In patients with chronic fatigue syndrome/myalgic encephalomyelitis, a low mean omega-3 index was found(Reference Castro-Marreroa, Zaragozáa and Domingo63). Chronic fatigue syndrome/myalgic encephalomyelitis is a debilitating chronic medical condition without a known aetiology, no clinically established diagnostic test and no effective pharmacologic treatment(Reference Castro-Marreroa, Zaragozáa and Domingo63). Our findings add chronic fatigue syndrome/myalgic encephalomyelitis to the list of chronic inflammatory diseases where EPA and DHA should be tested in intervention trials for potential therapeutic value(Reference Castro-Marreroa, Zaragozáa and Domingo63).

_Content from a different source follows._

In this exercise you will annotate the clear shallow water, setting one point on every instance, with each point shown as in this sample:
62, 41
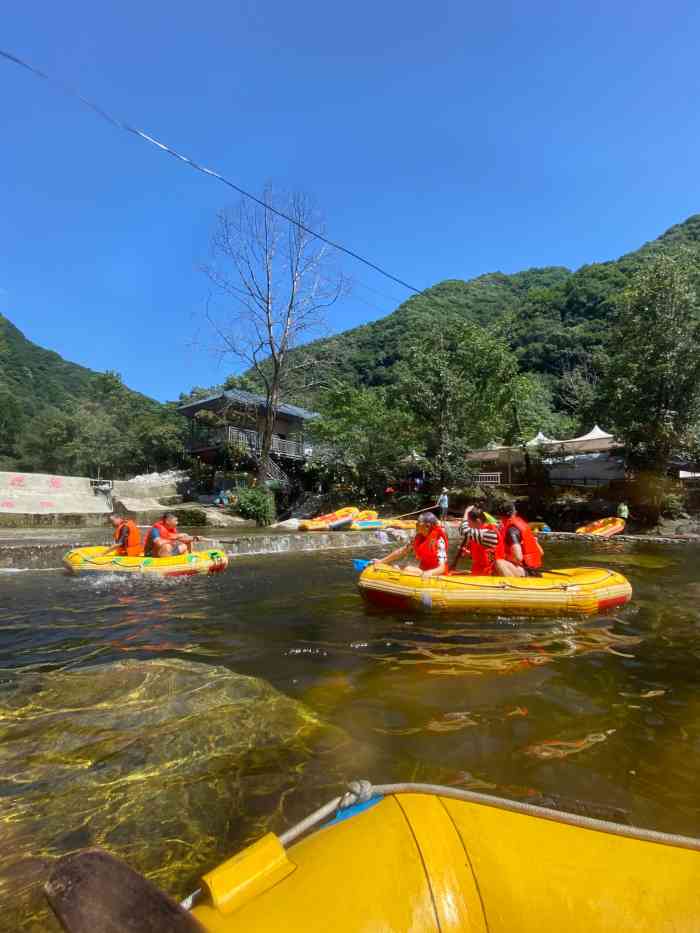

Some recent intervention trials with EPA and DHA had neutral results. In one trial, it became clear by measuring the omega-3 index that this was due to participants' non-compliance(Reference van der Wurff, von Schacky and Bergeland64). In another trial, effects on cognitive parameters were smaller than expected within the 16-week trial period, demonstrating the difficulties of such trials(Reference Schättin, Baier and Mai65).
Conclusion
In the years 2018 and 2019, a perspective on EPA and DHA levels has proven useful to generate new knowledge on fatty acids, such as there is no human life with an omega-3 index ≤2 % in erythrocytes. Deficits in EPA and DHA, i.e. an omega-3 index below the target range of 8–11 %, have been found in many countries and populations. A deficit in EPA and DHA is associated with increased total mortality, fatal and non-fatal cardiovascular events, stroke, impaired cognition, premature birth, perinatal mortality and other health issues(Reference Harris, Tintle and Etherton3–Reference Harris, Luo and Pottala5,Reference Sarter, Kelsey and Schwartz8,Reference Langlois and Ratnayake9,Reference Berliner, Mattern and Wellige16,Reference Baghai, Varallo-Bedarida and Born17,Reference Harris, Masson and Barlera30,Reference Filipovic, Aeschbacher and Reiner32,Reference Dretsch, Johnston and Bradley37–Reference Lukaschek, von Schacky and Kruse39,Reference Hoge, Tabar and Donneau45,Reference Gellert, Schuchardt and Hahn47,Reference von Schacky, Haslbauer and Kemper48,Reference Hudek, von Schacky and Passow54,Reference Castro-Marreroa, Zaragozáa and Domingo63,Reference van der Wurff, von Schacky and Bergeland64) . A deficit in EPA and DHA in the population studied is required for positive results of a randomised controlled intervention trial. Reducing a deficit in EPA and DHA prolongs life, and reduces fatal and non-fatal cardiovascular events, strokes, premature birth, perinatal mortality and other health issues. In a trial, this can only be detected if the levels in the verum group differ sufficiently from the levels in the placebo or control group. Increasing the omega-3 index into the target range of 8–11 % with individualised doses of toxin-free sources for EPA and DHA is tolerable and safe.
Financial Support
The present work was not supported by any funding agency or by industry.
Conflict of Interest
C. v. S. operates Omegametrix, a laboratory for fatty acid analyses. In the past 3 years, C. v. S. received honoraria for speaking and consulting from BASF/Pronova, EPAX, Huntsworth Medical, Abbott, DSM, Marine Ingredients and Norsan.
Authorship
The author had sole responsibility for all aspects of preparation of this paper.